2006-08-01 15:28:58 · 4 answers · asked by Anonymous in Environment

4 answers

There is the steam treatment. There is the evaporation treatment. There is, most interestingly, the treatment that eats the stuff--see the alabaster website. Bioremediation employs bacteria to digest the oil. With steam it softens and separates (proverbial oil and water separation mechanism). With the evaporation, the light compounds evaporate into the air, the heavier liquids run off into a pit where they are collected.

2006-08-01 15:44:30 · answer #1 · answered by Rabbit 7 · 1 0

I don't know but I do think this is a potential ecological disaster - all these abandoned gasoline stations with tanks that rust and leak. This is causing trouble right now in Richmond, VA, where construction on new science and engineering buildings at Virginia Commonwealth University is being significantly delayed by the finding on construction sites of abandoned gasoline station pollution.

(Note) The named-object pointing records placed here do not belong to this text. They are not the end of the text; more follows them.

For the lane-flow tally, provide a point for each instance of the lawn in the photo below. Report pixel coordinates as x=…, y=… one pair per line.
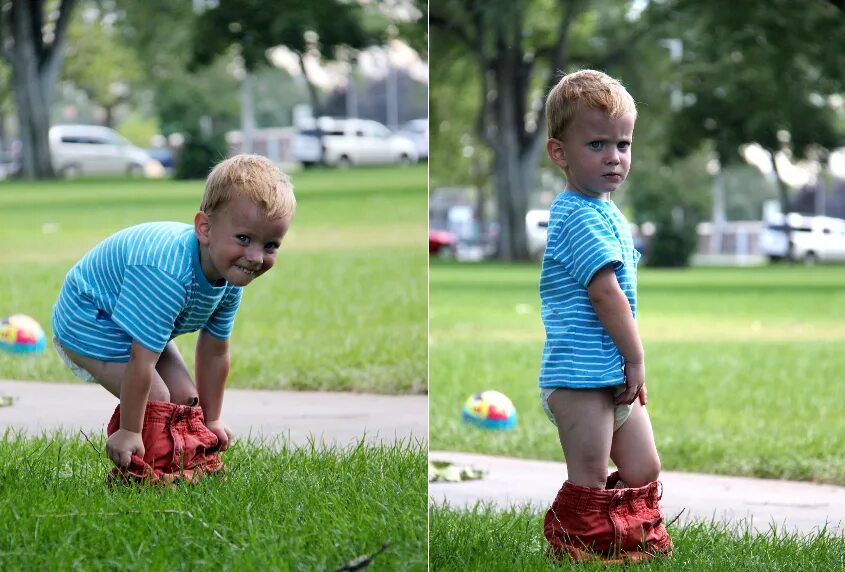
x=277, y=509
x=344, y=309
x=491, y=540
x=743, y=365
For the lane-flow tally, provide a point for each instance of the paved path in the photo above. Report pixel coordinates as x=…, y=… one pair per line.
x=335, y=418
x=800, y=507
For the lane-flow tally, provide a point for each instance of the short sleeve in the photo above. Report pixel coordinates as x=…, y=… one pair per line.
x=148, y=304
x=222, y=321
x=585, y=244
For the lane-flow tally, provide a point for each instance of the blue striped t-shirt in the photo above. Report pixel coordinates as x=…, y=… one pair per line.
x=585, y=235
x=144, y=283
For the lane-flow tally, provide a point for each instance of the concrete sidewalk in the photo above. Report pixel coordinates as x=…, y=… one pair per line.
x=333, y=418
x=797, y=507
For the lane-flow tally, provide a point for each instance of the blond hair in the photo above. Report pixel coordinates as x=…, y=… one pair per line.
x=585, y=89
x=253, y=177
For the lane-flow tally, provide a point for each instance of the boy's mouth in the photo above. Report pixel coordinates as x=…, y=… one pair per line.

2006-08-01 15:44:34 · answer #2 · answered by alnitaka 4 · 0 0

The oil/mud can be burnt producing useful heat.

Don't get too hung up on these issues. There are millions of tons of shipping at the bottom of the sea leaking oil. The environment takes care of it as long as we don't interfer too much.

2006-08-01 20:13:22 · answer #3 · answered by andyoptic 4 · 0 0

There are companies that treat the material with bacteria. It can also be incinerated.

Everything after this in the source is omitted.